From the foregoing, it will be appreciated that specific embodiments of the disclosed technology have been described herein for purposes of illustration, but that various modifications may be made without deviating from the technology. For example, therapy signals described herein can be delivered at combinations of parameter values within the foregoing ranges at values that are not expressly disclosed herein. Certain aspects of the technology described in the context of particular embodiments may be combined or eliminated in other embodiments. For example, the therapy signal can be monophasic with a passive charge elimination phase. In some embodiments, the foregoing techniques can be used to address patient deficits than pain. Further, while advantages associated with certain embodiments of the disclosed technology have been described in the context of those embodiments, other embodiments may also exhibit such advantages, and not all embodiments need necessarily exhibit such advantages to fall within the scope of the present technology. Accordingly, the disclosure and associated technology can encompass other embodiments not expressly shown or described herein.
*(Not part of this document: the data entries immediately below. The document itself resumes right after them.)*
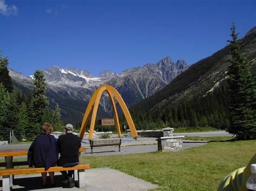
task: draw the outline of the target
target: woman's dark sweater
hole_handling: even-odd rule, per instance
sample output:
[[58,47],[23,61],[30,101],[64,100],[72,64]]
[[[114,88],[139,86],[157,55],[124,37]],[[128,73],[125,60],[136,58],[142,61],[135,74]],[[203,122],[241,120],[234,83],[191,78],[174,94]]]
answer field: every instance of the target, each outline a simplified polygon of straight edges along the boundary
[[28,161],[30,167],[45,167],[56,166],[58,152],[54,137],[42,133],[32,143],[29,149]]

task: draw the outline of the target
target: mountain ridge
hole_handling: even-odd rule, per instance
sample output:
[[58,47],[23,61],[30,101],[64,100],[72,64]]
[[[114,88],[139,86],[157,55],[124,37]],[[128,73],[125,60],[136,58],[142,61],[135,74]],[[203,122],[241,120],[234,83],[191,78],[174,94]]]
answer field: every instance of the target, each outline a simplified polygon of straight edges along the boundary
[[[102,84],[109,84],[116,88],[130,107],[163,88],[189,67],[185,61],[175,64],[169,56],[158,62],[161,63],[160,67],[157,63],[145,65],[125,70],[119,75],[111,70],[103,71],[101,76],[104,77],[95,77],[87,70],[73,67],[50,67],[43,70],[47,84],[46,95],[51,105],[59,103],[63,118],[72,118],[76,122],[81,120],[91,96]],[[15,73],[14,70],[10,75],[18,89],[26,93],[31,89],[32,75],[29,77],[21,76],[21,74]],[[104,95],[99,111],[103,116],[109,116],[112,112],[112,107]]]

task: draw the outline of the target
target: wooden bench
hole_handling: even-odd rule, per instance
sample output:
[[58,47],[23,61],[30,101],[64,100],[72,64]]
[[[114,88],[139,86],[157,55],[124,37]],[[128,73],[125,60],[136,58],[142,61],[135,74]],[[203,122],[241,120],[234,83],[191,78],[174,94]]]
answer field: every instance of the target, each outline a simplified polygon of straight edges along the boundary
[[93,153],[93,147],[118,145],[119,151],[120,151],[122,139],[101,139],[90,140],[90,146],[91,147],[91,153]]
[[[85,174],[84,170],[89,169],[90,165],[78,165],[71,167],[63,167],[61,166],[55,166],[50,167],[47,171],[44,168],[28,167],[24,168],[9,168],[0,169],[0,176],[3,176],[3,191],[10,190],[10,180],[11,176],[18,174],[27,174],[32,173],[39,173],[42,172],[59,172],[63,171],[77,171],[77,174],[75,174],[75,180],[78,181],[78,187],[82,188],[85,186]],[[76,176],[77,176],[77,180]]]

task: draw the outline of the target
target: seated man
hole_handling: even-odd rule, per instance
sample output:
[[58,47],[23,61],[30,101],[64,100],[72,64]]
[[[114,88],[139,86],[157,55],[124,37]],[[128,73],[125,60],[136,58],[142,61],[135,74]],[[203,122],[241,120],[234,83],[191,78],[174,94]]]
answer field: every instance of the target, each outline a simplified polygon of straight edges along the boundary
[[[73,135],[73,125],[68,124],[65,126],[65,134],[60,135],[57,142],[60,157],[58,160],[58,166],[64,167],[72,167],[79,163],[79,148],[81,147],[80,138]],[[72,175],[74,171],[60,172],[64,179],[65,187],[72,188],[75,186]]]

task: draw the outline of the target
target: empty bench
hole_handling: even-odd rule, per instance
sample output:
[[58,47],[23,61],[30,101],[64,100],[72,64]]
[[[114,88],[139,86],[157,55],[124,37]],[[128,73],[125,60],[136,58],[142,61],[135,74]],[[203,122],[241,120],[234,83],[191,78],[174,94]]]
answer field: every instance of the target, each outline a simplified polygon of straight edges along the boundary
[[91,147],[91,153],[93,153],[93,148],[105,146],[118,145],[119,151],[120,151],[122,139],[101,139],[90,140],[90,146]]
[[[28,167],[24,168],[9,168],[0,169],[0,176],[3,176],[2,189],[3,191],[10,190],[11,185],[10,184],[10,179],[12,175],[18,174],[28,174],[32,173],[40,173],[42,172],[59,172],[63,171],[75,170],[75,173],[77,171],[77,175],[75,174],[76,177],[77,175],[78,181],[78,187],[82,188],[85,186],[85,169],[90,168],[90,165],[78,165],[71,167],[63,167],[61,166],[54,166],[50,167],[45,171],[44,168]],[[75,178],[76,179],[76,178]]]

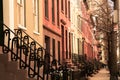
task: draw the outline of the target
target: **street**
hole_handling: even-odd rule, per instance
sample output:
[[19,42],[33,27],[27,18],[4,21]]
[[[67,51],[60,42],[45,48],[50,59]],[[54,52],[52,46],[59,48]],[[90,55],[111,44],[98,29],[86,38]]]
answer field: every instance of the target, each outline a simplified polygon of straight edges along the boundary
[[98,73],[89,77],[88,80],[109,80],[109,71],[107,69],[101,69]]

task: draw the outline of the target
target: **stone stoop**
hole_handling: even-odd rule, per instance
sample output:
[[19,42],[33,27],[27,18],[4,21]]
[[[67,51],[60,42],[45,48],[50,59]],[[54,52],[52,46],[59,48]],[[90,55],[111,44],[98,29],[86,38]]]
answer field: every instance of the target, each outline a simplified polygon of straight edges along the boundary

The use of “and/or,” as in “A and/or B” refers to A alone, B alone, and both A and B. Additionally, the term “comprising” is used throughout to mean including at least the recited feature(s) such that any greater number of the same feature and/or additional types of other features are not precluded. It will also be appreciated that specific embodiments have been described herein for purposes of illustration, but that various modifications may be made without deviating from the technology. Further, while advantages associated with certain embodiments of the technology have been described in the context of those embodiments, other embodiments may also exhibit such advantages, and not all embodiments need necessarily exhibit such advantages to fall within the scope of the technology. Accordingly, the disclosure and associated technology can encompass other embodiments not expressly shown or described herein.
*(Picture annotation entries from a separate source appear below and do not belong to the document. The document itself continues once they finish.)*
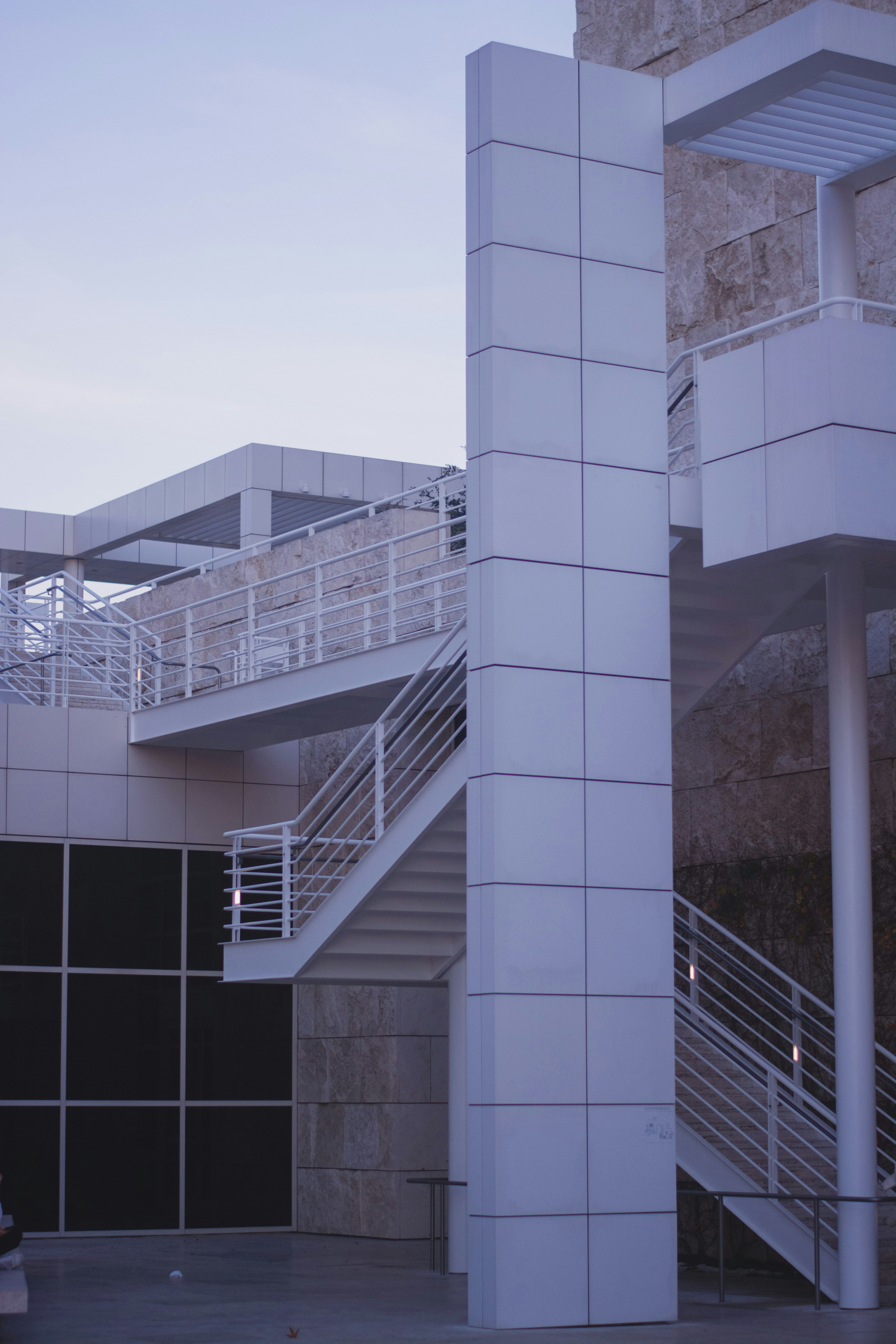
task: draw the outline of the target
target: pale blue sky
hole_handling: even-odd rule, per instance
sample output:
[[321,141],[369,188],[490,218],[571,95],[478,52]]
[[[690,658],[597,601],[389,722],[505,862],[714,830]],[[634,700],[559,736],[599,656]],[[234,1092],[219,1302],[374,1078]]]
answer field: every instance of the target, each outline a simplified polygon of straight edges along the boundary
[[0,504],[462,462],[463,56],[574,0],[5,0]]

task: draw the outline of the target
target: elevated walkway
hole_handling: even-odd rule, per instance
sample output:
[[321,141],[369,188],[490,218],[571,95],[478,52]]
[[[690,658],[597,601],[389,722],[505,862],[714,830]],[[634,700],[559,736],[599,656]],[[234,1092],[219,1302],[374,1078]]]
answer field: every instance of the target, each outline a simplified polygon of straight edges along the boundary
[[372,723],[442,637],[441,630],[430,632],[223,685],[208,695],[172,699],[132,714],[130,741],[244,750]]
[[[465,644],[455,630],[293,823],[234,835],[227,982],[445,985],[466,948]],[[700,1185],[837,1187],[834,1015],[742,939],[674,898],[677,1161]],[[879,1171],[896,1163],[896,1056],[877,1047]],[[732,1212],[802,1274],[813,1206]],[[821,1285],[838,1296],[836,1198]],[[896,1202],[881,1282],[896,1284]]]

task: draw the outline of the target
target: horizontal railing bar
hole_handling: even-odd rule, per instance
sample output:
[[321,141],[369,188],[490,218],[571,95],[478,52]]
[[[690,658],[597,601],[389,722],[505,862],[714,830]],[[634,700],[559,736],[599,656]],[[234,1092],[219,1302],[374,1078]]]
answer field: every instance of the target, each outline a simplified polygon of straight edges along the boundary
[[703,355],[708,349],[717,349],[720,345],[728,345],[732,340],[743,340],[746,336],[756,336],[759,332],[771,331],[772,327],[782,327],[785,323],[791,323],[797,317],[809,317],[811,313],[819,313],[825,308],[832,308],[834,305],[840,306],[848,304],[850,308],[870,308],[876,312],[896,313],[896,304],[881,304],[870,298],[852,298],[841,294],[838,298],[822,298],[818,304],[809,304],[806,308],[797,308],[793,313],[782,313],[780,317],[770,317],[768,321],[756,323],[754,327],[744,327],[743,331],[732,332],[729,336],[717,336],[715,340],[704,341],[703,345],[693,345],[690,349],[684,349],[677,359],[673,359],[672,364],[666,370],[666,378],[670,378],[677,368],[690,359],[692,355]]

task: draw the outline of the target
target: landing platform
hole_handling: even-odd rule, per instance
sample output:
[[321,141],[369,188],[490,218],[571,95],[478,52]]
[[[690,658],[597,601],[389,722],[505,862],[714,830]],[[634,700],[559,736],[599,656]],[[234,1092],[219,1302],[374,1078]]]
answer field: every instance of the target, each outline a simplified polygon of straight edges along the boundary
[[[28,1241],[31,1310],[0,1327],[3,1344],[789,1344],[861,1337],[889,1344],[896,1308],[811,1308],[809,1285],[729,1275],[719,1306],[713,1274],[680,1279],[674,1325],[576,1331],[473,1331],[466,1278],[429,1269],[429,1242],[257,1232]],[[183,1279],[172,1281],[173,1269]],[[290,1336],[290,1331],[297,1335]]]

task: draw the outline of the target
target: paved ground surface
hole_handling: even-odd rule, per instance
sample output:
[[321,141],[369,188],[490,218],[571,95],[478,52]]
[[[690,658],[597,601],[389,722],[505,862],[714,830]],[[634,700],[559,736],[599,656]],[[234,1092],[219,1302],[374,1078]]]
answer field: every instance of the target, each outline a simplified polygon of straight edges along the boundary
[[[473,1331],[466,1279],[431,1274],[419,1242],[259,1232],[32,1241],[23,1251],[31,1310],[0,1316],[0,1344],[896,1340],[896,1308],[815,1313],[807,1285],[733,1275],[719,1306],[715,1277],[699,1273],[681,1275],[676,1325]],[[183,1279],[172,1282],[173,1269]]]

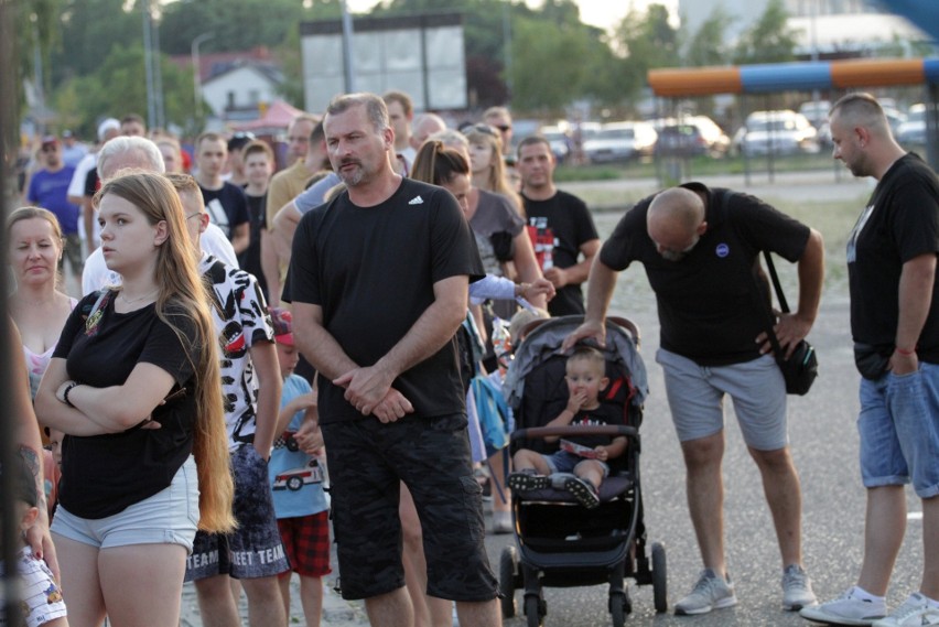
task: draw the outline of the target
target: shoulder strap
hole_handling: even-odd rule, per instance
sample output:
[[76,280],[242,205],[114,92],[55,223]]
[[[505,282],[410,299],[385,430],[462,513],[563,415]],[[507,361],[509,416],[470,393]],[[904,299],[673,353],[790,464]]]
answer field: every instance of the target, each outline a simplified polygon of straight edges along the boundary
[[[721,190],[720,194],[721,209],[726,213],[727,204],[734,193],[730,190]],[[764,250],[763,258],[766,260],[766,268],[769,270],[769,278],[773,280],[773,289],[779,301],[779,310],[782,313],[789,313],[789,303],[786,301],[786,294],[782,293],[782,285],[779,283],[779,275],[776,273],[776,266],[773,263],[773,256],[768,250]],[[764,298],[764,291],[759,284],[759,279],[756,275],[753,275],[753,288],[754,293],[756,294],[756,300],[759,301],[760,307],[766,311],[768,316],[769,324],[766,328],[766,335],[769,337],[769,345],[773,346],[773,353],[777,356],[777,358],[780,358],[782,350],[779,347],[779,339],[776,337],[776,332],[773,329],[776,316],[773,314],[770,303],[768,303],[767,299]]]

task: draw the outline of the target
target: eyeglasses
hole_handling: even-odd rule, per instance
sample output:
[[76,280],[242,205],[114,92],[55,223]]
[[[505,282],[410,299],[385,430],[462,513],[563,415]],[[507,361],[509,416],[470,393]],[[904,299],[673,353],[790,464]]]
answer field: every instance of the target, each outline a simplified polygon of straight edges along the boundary
[[490,127],[489,125],[484,125],[484,123],[463,125],[462,127],[460,127],[460,132],[462,132],[463,134],[470,134],[470,133],[475,132],[475,133],[487,134],[489,137],[499,137],[499,134],[496,132],[495,128]]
Where a range of values is provided, it is understood that each intervening value, to the tenth of the unit of the lower limit unless the context clearly dictates otherwise, to between the upper and lower limits of that range is also specifically disclosed. Each smaller range between any stated value or intervening value in a stated range and any other stated or intervening value in that stated range is encompassed within the disclosure. The upper and lower limits of these smaller ranges may independently be included or excluded in the range, and each range where either, neither or both limits are included in the smaller ranges is also encompassed within the disclosure, subject to any specifically excluded limit in the stated range. Where the stated range includes one or both of the limits, ranges excluding either or both of those included limits are also included in the disclosure.

Each of the patents and patent application publications referenced herein are incorporated by reference in their entireties and for all purposes. However, to the extent any patent or patent application publication conflicts with the present disclosure, the present disclosure controls.